- Dwa były martwe, inne miały dziury w brzuchu, ubytki nóg - wylicza Justyna Chachulska, która niemalże złapała ślimaka na gorącym uczynku. Razem z koleżanką, doktorantką z Wrocławia, dokonały sensacyjnego odkrycia prowadząc badania cierniówki - gatunku ptaka. Zjawisko doceniło międzynarodowe środowisko naukowe
Doktorantki badają zachowania ptaków, konkretniej - cierniówek. Justyna Chachulska pracuje na Uniwersytecie Zielonogórskim, Katarzyna Turańska - Wrocławskim. W terenie działają przez ponad dwa miesiące, w trakcie sezonu lęgowego ptaków. Nieustannie obserwują ich przyzwyczajenia. Do zajęć doktorantek należy również sprawdzanie gniazd.
"Zaczął zjadać kości"
Właśnie podczas takiej kontroli zauważyły małą "rzeź", jaka musiała rozegrać się nocą w siedlisku cierniówek. - Jednego dnia zauważyłyśmy w gnieździe ślimaka, ale nie odebrałyśmy tego jako żadne zagrożenie dla piskląt. Kiedy nazajutrz zajrzałyśmy tam znowu, dwa z nich były martwe, inne miały dziury w brzuchu, ubytki nóg - wylicza Justyna Chachulska, która razem z Katarzyną Turzańską odkryła martwe ptaki.
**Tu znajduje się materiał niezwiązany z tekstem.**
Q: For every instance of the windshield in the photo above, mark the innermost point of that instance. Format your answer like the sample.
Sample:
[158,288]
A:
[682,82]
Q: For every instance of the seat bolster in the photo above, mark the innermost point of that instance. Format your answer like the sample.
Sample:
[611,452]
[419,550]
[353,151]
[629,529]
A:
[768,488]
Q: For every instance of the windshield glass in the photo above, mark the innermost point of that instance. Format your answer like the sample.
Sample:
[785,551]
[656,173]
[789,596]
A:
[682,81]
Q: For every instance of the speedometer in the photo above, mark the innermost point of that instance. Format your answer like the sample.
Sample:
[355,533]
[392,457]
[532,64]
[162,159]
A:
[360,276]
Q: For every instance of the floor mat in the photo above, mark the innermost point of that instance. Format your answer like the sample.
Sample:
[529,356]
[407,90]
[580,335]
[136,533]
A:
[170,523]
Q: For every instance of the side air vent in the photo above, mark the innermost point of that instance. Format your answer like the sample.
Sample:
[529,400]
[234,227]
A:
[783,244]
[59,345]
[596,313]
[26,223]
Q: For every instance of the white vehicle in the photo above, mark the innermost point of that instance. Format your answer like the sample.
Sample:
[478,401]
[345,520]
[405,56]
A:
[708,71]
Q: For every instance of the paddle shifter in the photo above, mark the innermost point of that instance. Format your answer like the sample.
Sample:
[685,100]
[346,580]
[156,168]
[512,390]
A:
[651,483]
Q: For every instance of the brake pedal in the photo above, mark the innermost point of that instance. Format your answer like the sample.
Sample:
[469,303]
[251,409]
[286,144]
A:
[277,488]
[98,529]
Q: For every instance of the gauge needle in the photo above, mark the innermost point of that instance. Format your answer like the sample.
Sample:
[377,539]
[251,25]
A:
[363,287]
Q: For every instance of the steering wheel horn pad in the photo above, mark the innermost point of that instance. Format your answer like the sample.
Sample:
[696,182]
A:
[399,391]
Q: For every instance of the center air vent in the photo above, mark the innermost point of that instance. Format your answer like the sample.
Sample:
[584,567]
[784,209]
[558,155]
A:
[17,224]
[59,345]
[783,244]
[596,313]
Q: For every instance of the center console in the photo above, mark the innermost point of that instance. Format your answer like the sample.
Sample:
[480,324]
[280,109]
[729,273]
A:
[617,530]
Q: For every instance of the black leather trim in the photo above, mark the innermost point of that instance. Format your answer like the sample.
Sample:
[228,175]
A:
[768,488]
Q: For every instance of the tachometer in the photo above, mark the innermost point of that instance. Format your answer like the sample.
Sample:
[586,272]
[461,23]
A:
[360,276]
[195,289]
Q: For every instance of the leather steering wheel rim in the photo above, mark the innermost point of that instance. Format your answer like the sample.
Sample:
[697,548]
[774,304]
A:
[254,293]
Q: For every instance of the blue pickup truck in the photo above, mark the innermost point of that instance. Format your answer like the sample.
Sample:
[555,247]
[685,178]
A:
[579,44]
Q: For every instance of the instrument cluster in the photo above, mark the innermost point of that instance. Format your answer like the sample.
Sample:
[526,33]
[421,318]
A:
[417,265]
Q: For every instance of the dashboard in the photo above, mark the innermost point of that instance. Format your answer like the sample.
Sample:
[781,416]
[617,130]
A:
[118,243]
- Ślimak zaczął zjadać im nawet kości, jedno pisklę w ogóle zniknęło - dodaje. Osobnik z rodzaju, którego nazwa brzmi 'arion' pozostawił po sobie tylko sporą ilość śluzu i odchody.
Narzędziem "zbrodni" - "tarka"
Skąd pewność, że to akurat ślimak? Drapieżnikami, które atakują pisklaki są najczęściej inne ptaki albo ssaki. Te zostawiają jednak po swoich "zbrodniach" zupełnie inne ślady. Ślimaka zdradził sposób, w jaki uszkodził ciałka ptaków. - Pożywiając się używa swojej "tarki" i w specyficzny sposób ściera tkankę - tłumaczy Chachulska.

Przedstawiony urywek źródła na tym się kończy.